4.08.2011

O estalinista português tem sempre razão, e o clube dele também

O estalinista português encontra-se sobretudo nos partidos da direita, PS, PSD, CDS, mas também nos da esquerda; nos clubes Benfica, Porto e Sporting, mas também nos outros. Com a excepção de o estalinista português NÃO REJEITAR “voluntariamente os privilégios de dirigente” (não é maluco), e de dirigir sempre alguma coisa, por pequena que seja, é essencialmente semelhante a este Arbatchuk (um dirigente estalinista caído em desgraça e preso no gulag) que Vassíli Grossman caracteriza em Vida e Destino. E quem é Vassíli Grossman? Ide às wikipédias e brilhai. O estalinista português deixa-se dirigir pelo instinto totalitário e o seu traço de carácter principal é a submissão, como em todos os estalinistas. O que o estalinista português tem de exótico é a roupagem padresca e sacrista, as duas caras, e a bandeira de julgamento: o anti-estalinismo. Para ele, estalinistas são os outros.

O que diz Grossman:

Toda a sua vida, Abartchuk era intransigente em relação aos oportunistas, odiava homens de duas caras e os que eram socialmente alheios, os que se punham de fora.

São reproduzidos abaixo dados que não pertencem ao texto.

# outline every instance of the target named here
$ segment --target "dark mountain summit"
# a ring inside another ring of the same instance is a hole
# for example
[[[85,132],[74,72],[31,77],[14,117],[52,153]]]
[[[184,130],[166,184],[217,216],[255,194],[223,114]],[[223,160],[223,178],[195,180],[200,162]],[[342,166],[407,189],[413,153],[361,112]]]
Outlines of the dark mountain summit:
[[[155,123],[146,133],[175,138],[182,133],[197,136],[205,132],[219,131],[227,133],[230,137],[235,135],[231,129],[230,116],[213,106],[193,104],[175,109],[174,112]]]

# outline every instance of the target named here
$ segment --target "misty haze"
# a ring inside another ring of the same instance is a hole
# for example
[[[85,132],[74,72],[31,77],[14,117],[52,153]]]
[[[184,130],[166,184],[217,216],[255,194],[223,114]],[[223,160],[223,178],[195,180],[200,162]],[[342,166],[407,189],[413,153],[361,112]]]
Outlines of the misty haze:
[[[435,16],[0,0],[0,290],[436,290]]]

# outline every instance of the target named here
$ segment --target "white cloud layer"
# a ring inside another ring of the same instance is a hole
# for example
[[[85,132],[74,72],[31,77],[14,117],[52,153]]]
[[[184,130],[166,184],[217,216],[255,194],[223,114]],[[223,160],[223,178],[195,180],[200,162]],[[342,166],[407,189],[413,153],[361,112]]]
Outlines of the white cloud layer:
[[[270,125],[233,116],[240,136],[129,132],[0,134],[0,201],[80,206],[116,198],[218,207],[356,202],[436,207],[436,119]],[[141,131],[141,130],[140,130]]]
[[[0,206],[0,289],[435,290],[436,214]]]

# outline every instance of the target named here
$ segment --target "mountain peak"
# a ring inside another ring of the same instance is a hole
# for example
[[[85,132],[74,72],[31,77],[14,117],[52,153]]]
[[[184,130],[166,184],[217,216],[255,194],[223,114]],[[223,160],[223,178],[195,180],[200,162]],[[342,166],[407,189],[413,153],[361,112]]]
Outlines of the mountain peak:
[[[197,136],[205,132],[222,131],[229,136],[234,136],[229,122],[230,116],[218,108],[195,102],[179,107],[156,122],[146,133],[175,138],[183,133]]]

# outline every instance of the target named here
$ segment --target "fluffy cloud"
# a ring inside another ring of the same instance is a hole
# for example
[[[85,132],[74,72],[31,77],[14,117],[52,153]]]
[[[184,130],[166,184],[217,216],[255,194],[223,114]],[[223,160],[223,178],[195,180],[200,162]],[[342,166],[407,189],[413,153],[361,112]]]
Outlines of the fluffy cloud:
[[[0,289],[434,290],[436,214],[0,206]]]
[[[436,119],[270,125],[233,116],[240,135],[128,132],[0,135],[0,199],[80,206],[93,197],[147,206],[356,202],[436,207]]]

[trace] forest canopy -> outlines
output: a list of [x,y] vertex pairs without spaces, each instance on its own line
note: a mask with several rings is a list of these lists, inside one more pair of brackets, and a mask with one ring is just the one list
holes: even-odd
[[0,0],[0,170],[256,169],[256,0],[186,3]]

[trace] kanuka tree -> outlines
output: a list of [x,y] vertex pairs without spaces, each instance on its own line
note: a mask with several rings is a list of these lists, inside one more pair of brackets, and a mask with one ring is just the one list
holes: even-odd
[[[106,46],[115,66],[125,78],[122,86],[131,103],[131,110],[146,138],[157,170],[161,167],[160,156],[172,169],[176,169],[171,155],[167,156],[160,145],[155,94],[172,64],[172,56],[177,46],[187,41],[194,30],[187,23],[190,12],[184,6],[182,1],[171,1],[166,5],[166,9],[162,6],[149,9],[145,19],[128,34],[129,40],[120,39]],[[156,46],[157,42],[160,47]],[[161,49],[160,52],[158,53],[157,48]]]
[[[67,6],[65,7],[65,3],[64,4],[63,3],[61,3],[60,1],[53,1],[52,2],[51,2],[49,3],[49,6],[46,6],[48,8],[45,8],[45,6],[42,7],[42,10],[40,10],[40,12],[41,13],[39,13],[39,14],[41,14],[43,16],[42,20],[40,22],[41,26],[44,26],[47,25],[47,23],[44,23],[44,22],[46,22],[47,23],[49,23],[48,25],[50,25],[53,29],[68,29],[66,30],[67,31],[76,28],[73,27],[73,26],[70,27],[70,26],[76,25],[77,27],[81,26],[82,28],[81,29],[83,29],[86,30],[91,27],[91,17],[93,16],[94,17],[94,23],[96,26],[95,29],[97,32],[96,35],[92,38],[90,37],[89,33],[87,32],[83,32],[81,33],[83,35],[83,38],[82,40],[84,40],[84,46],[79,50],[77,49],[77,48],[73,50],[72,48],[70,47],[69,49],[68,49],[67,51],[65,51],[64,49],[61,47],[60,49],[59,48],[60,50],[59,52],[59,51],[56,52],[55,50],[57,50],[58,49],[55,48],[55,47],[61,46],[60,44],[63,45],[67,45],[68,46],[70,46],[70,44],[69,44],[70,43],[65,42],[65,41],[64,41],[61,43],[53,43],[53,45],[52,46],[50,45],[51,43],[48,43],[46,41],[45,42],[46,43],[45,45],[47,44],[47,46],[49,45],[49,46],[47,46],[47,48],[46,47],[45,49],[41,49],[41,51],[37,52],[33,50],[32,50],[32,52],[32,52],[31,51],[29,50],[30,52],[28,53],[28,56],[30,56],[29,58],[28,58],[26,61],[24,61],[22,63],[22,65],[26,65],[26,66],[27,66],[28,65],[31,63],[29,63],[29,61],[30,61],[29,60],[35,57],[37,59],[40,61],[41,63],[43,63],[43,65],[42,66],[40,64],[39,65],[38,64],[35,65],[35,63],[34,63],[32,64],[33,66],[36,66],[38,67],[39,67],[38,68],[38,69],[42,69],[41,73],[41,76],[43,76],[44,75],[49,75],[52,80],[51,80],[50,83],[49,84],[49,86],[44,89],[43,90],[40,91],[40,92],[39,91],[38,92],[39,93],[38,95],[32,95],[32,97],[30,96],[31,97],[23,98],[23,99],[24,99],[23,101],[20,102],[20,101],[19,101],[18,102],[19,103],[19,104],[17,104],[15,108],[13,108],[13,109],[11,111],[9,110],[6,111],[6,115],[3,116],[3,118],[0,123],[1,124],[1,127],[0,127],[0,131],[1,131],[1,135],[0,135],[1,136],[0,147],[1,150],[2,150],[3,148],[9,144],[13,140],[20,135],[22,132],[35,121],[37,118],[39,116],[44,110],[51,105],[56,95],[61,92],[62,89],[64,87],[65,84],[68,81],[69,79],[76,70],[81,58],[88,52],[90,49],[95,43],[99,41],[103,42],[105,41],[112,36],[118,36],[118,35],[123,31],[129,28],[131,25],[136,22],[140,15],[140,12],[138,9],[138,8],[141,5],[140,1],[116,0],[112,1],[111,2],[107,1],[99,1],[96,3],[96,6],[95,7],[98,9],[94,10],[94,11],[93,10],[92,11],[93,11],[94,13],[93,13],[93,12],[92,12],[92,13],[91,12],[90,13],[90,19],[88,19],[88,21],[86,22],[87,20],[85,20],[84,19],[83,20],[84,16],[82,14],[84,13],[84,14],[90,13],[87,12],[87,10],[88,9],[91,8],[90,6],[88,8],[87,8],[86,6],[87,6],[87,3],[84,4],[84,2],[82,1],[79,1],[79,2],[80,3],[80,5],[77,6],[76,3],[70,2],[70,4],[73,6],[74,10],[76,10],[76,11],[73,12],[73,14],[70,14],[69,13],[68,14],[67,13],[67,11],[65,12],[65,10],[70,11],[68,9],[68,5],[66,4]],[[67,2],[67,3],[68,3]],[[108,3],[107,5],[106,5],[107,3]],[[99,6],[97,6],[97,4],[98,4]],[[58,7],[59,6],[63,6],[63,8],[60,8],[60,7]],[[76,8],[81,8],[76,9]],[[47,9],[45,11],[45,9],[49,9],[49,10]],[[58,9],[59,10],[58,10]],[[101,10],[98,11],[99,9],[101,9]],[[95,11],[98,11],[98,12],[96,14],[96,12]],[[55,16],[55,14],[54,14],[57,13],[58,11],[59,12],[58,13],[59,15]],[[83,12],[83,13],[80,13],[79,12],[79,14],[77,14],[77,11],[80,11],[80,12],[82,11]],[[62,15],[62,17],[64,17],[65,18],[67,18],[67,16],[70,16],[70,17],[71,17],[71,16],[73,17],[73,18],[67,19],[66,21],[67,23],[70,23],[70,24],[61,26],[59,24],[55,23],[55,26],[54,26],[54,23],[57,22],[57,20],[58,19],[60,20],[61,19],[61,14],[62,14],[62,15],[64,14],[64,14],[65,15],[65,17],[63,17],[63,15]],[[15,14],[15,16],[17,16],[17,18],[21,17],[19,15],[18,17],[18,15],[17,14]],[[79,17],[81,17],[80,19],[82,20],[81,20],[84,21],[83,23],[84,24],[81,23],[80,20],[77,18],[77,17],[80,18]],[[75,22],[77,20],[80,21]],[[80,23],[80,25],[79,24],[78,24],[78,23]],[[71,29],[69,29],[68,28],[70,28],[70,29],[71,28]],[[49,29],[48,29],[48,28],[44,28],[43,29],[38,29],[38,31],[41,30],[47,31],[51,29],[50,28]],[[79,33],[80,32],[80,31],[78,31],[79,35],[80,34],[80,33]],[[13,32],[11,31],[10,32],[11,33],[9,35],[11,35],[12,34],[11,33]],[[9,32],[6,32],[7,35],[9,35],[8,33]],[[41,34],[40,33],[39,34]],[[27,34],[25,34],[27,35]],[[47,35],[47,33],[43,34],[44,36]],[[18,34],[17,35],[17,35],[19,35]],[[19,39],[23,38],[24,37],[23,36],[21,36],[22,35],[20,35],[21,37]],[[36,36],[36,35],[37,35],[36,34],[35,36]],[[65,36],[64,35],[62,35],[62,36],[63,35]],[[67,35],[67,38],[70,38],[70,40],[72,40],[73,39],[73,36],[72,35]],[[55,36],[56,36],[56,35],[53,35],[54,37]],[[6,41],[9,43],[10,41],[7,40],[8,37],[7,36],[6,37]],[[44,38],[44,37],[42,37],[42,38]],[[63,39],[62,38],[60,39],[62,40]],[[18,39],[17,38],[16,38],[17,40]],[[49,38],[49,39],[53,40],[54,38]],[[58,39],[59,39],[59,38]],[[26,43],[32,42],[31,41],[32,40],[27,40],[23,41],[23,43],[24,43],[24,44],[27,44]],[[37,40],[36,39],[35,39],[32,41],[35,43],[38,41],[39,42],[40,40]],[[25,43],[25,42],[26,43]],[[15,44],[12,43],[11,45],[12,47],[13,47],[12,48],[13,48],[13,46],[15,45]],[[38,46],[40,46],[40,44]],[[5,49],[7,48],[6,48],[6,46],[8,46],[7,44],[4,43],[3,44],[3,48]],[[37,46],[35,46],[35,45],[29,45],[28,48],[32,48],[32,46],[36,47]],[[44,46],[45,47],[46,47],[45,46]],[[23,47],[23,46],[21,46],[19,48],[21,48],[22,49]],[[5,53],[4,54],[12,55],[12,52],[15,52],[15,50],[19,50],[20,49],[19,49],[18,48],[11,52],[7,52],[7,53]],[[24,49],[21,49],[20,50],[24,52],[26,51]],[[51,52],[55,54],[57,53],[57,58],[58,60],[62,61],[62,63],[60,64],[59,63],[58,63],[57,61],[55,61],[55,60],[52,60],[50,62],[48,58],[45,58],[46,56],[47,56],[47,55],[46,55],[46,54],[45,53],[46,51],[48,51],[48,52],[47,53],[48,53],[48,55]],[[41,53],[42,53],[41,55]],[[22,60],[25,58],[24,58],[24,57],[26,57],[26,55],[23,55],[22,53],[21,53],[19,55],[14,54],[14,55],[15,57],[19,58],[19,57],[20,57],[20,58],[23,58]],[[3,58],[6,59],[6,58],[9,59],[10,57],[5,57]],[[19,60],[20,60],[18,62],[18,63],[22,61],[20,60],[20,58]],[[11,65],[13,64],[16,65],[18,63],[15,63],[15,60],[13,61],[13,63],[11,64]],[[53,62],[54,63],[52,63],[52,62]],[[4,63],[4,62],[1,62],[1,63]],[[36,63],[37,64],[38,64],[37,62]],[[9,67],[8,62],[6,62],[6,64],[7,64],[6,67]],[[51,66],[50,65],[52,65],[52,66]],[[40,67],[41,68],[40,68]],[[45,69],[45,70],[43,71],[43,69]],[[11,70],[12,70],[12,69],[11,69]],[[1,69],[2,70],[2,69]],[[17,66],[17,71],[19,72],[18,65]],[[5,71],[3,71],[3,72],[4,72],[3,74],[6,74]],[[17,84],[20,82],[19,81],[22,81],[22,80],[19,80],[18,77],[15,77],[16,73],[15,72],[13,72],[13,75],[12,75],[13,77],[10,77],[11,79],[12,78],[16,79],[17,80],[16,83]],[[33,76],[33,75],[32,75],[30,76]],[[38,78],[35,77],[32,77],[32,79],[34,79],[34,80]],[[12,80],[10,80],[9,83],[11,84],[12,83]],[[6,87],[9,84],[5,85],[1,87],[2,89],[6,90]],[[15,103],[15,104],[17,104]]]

A sua força espiritual, a sua fé residiam no direito de julgar. Desconfiou da sua mulher e largou-a. Não acreditou que educasse o filho como um inabalável lutador e negou ao filho o seu nome. Vilipendiava os hesitantes, desprezava os lamuriantes, os que tinham pouca fé e manifestavam a sua fraqueza. Entregava ao tribunal os técnicos e engenheiros que, em Kuzbass, tinham saudades das famílias que haviam deixado em Moscovo. Conseguiu a condenação de quarenta operários socialmente duvidosos que abandonaram as obras e foram para as aldeias. Renegou o seu pai pequeno-burguês.

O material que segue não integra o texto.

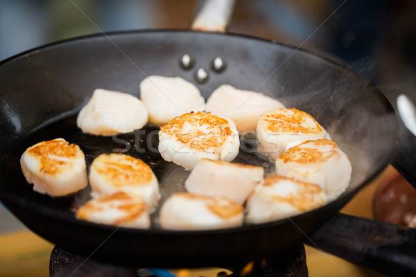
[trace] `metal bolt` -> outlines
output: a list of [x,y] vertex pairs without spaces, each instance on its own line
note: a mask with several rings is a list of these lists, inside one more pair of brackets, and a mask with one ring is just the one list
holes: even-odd
[[211,69],[215,72],[222,72],[225,67],[227,67],[227,64],[221,57],[216,57],[211,62]]
[[191,69],[195,64],[195,59],[191,55],[185,54],[180,58],[180,64],[184,69]]
[[195,73],[195,79],[200,84],[207,82],[208,80],[208,72],[202,67],[200,67]]

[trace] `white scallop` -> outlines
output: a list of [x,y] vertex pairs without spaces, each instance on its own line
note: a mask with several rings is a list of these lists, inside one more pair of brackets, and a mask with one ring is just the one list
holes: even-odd
[[97,89],[78,114],[76,123],[86,133],[112,136],[144,126],[148,111],[137,97],[120,91]]
[[297,215],[325,203],[326,195],[316,184],[282,176],[270,176],[247,202],[246,221],[263,223]]
[[148,76],[140,83],[140,98],[148,109],[149,122],[158,126],[205,109],[199,89],[180,77]]
[[121,227],[148,229],[150,218],[141,197],[116,193],[89,200],[76,211],[78,219]]
[[261,114],[257,127],[261,151],[272,159],[306,141],[331,137],[310,114],[297,109],[277,109]]
[[177,193],[163,204],[160,226],[171,230],[208,230],[240,226],[241,205],[224,197]]
[[156,176],[143,161],[112,153],[96,157],[88,176],[93,196],[110,195],[116,192],[140,196],[153,208],[160,199]]
[[84,153],[63,138],[31,146],[21,155],[20,165],[28,183],[33,184],[33,190],[40,193],[63,196],[87,184]]
[[239,132],[254,131],[260,115],[270,109],[284,108],[279,101],[251,91],[222,84],[207,100],[207,111],[231,119]]
[[202,159],[185,181],[189,193],[222,196],[243,204],[263,183],[264,168]]
[[276,159],[278,175],[319,185],[329,194],[340,194],[349,185],[349,159],[332,141],[322,138],[296,145]]
[[168,161],[193,169],[202,159],[231,161],[240,140],[234,123],[209,113],[189,113],[160,127],[159,152]]

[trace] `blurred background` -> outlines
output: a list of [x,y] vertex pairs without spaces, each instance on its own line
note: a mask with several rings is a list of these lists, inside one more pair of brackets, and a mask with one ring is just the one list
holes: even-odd
[[[0,60],[50,42],[103,32],[187,29],[197,0],[1,0]],[[309,49],[376,84],[395,107],[413,100],[416,1],[237,0],[229,27]]]
[[[0,0],[0,60],[89,34],[188,29],[202,2]],[[416,1],[412,0],[236,0],[228,30],[300,46],[341,63],[375,84],[396,109],[399,94],[416,102],[415,15]],[[362,199],[363,203],[370,201]],[[371,217],[371,211],[365,213]],[[0,233],[25,229],[1,205],[0,222]],[[32,245],[35,251],[31,258],[44,260],[39,274],[44,276],[51,245],[33,242],[31,237],[26,241],[26,235],[13,238],[26,247],[40,244]],[[0,244],[6,245],[8,240],[9,237],[3,237]],[[6,259],[2,267],[8,262],[7,255],[0,257]],[[23,260],[13,266],[26,267],[35,276],[33,269],[37,263],[31,267],[28,258],[25,260],[20,252],[16,255]],[[11,270],[4,275],[0,272],[0,276],[12,276]],[[359,276],[376,276],[372,271],[361,273]]]

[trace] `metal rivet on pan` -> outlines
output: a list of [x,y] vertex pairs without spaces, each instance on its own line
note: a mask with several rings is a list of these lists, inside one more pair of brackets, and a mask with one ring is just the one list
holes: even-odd
[[180,66],[184,69],[190,69],[195,64],[195,59],[191,55],[185,54],[180,58]]
[[200,67],[195,73],[195,79],[200,84],[207,82],[208,80],[208,72],[202,67]]
[[227,64],[221,57],[216,57],[211,62],[211,68],[216,72],[221,72],[225,69]]

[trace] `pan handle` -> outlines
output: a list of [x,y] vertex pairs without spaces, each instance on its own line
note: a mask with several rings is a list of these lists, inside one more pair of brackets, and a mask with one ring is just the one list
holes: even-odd
[[416,136],[399,117],[399,147],[392,165],[415,188],[416,188]]
[[205,32],[225,33],[236,0],[205,0],[197,11],[191,28]]
[[416,276],[416,229],[338,213],[304,242],[383,274]]
[[[400,101],[400,100],[405,100]],[[407,109],[405,109],[407,108]],[[407,97],[397,98],[399,118],[399,148],[395,161],[392,165],[403,177],[416,188],[416,136],[406,127],[404,122],[416,120],[413,112],[403,112],[402,110],[412,110],[415,107]],[[413,117],[413,118],[412,118]],[[408,126],[410,125],[408,123]],[[410,128],[411,129],[411,128]]]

É delicioso ser inabalável. Julgando os outros, afirmava a sua força interior, o seu ideal, a sua pureza. Nisso residia a sua felicidade, a sua fé. Nem uma vez se esquivou das mobilizações partidárias. Rejeitou voluntariamente os privilégios de dirigente do partido. Na sua abnegação estava a sua auto-afirmação. Usando imutavelmente a túnica e as botas militares, ia assim para o trabalho, para as reuniões do conselho do comissariado do povo, ia assim ao teatro, passeava assim pela marginal de Ialta, para onde o partido o mandou para tratar a saúde. Queria ser parecido com Stálin.

Perdendo o direito de julgar, perdia-se a si próprio.

4 comentários:

Sun Iou Miou disse...

Tenho esse livro na mesa de cabeceira, em lista de espera. Já me abriu o apetite. Porém, vamos ( o livro... e eu já agora) ter de continuar a esperar.

Anónimo disse...

Quando teremos o Vida e Destino em Português? Entretanto, muito obrigado por tudo o resto que já temos em Português.

Sun Iou Miou disse...

Levo já uns dias a ler o Vida e destino (em tradução para espanhol, que me ofereceu no ano passado alguém que soube que estava a ler o Guerra e paz) e estou a adorar. É brutal. Espero que a tradução para português tenha a visibilidade que merece.

Sun Iou Miou disse...

(Se eu sei que era isto, não tinha estado "em lista de espera" tanto tempo!)